I think this post is a must read for anyone interested in agents, I really do.
Agents in practice
Agents in practice
So those are two ways of thinking about moving to deploying agentic systems. That’s all very well and good, but what do we need to make agents work inside an organisation?
This post - https://mmc.vc/research/state-of-agentic-ai-founders-edition/ - looks at that questions and I am utterly unsurprised that it’s headline finding is the following
The biggest challenges founders encounter when they are deploying AI Agents in production environments are actually _not_of the technical variety, instead they are:
Workflow integration and the human-agent interface (60% of startups)
Employee resistance and other non-technical factors (50%)
Data privacy and security (50%)
Also interesting
As the ecosystem is in such nascent stages, most (52%) startups are building their agentic infrastructure fully or predominantly in-house.
But why use AI agents at all? Why not RPA (Robotic Process Automation) or other traditional forms of automation? That’s because AI agents are better for complex, dynamic, and unstructured tasks that require cognitive ability, reasoning, and adaptability. Unlike RPA which follows rigid, pre-defined rules,
“AI proliferation creates selling friction. Every incumbent provider promises AI enabled point solutions now, which are often initially attractive to customers as it is covered by a committed budget. But this results in a fragmented AI strategy and very often fails to bring the latest innovation; not all AI is equal.”
This isn’t a new problem; we’ve always had these issues with enterprise software. But here’s a fun fact for you – 42% of enterprises need access to eight or more data sources to deploy AI agents successfully. It’s not as much fun when you’re working through it all: legacy tech stacks don’t always have an API, documentation is lacking, customers rely on a variety of super-walled archaic applications that keep the company knowledge blocked, so data is siloed and distributed… and the list goes on.
The most successful deployment strategies we’ve seen started with:
simple and specific use cases with clear value drivers, that were low risk yet medium impact;
weren’t majorly disruptive to existing workflows;
preferably automating a task that the human user dislikes (or was outsourced);
the output of the workflow can be easily/quickly verified by the human for accuracy or suitability; and
demonstrated clear ROI quickly
Forward Deployed Engineers (FDE) driving adoption forward: A Forward Deployed Engineer (FDE) is a software engineer who works directly with customers, often embedded within their teams, to solve complex, real-world problems – so it’s a hybrid role where an FDE is a software developer, a consultant and a product manager, all rolled into one.
So to conclude:
- Agents are not all that mysterious, in terms of hooking LLM loops together, and stuffing the LLM with context.
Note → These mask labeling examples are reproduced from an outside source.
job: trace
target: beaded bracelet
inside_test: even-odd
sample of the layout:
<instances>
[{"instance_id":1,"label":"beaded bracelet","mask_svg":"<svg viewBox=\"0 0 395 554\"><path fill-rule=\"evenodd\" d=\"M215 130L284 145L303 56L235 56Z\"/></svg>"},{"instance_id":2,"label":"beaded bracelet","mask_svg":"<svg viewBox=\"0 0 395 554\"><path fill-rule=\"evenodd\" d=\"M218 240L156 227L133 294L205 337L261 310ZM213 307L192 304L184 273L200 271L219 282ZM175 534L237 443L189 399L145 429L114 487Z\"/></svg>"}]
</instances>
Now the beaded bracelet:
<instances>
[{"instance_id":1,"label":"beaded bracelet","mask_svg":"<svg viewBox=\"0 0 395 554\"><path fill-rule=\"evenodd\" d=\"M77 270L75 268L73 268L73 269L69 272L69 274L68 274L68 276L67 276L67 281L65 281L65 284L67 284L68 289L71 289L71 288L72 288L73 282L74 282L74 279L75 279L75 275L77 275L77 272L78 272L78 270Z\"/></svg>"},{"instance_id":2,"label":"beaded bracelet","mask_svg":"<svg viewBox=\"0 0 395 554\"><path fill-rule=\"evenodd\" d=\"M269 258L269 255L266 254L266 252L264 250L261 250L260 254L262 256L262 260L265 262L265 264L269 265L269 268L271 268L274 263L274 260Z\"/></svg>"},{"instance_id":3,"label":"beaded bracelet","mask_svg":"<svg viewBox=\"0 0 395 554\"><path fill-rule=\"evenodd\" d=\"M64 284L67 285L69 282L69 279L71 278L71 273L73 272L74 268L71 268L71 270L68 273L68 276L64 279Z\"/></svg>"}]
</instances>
The weird thing is that once you do the context stuffing whatever weird gradient descent has been built into the LLM actually ends up having the LLM invoke tools that its context knows about.
- MCP is little more than a way to stuff context, and you can do that directly - either by manually coding the agentic loop.
- I’m not going to feel really comfortable until I’ve seen a few examples of the kind of management plane reporting that are available in agentic systems, and it seems that this is early enough days that most enterprises that are using agents well are rolling a lot of their own infrastructure.
- Business and data challenges remain the key thing holding back using these tools.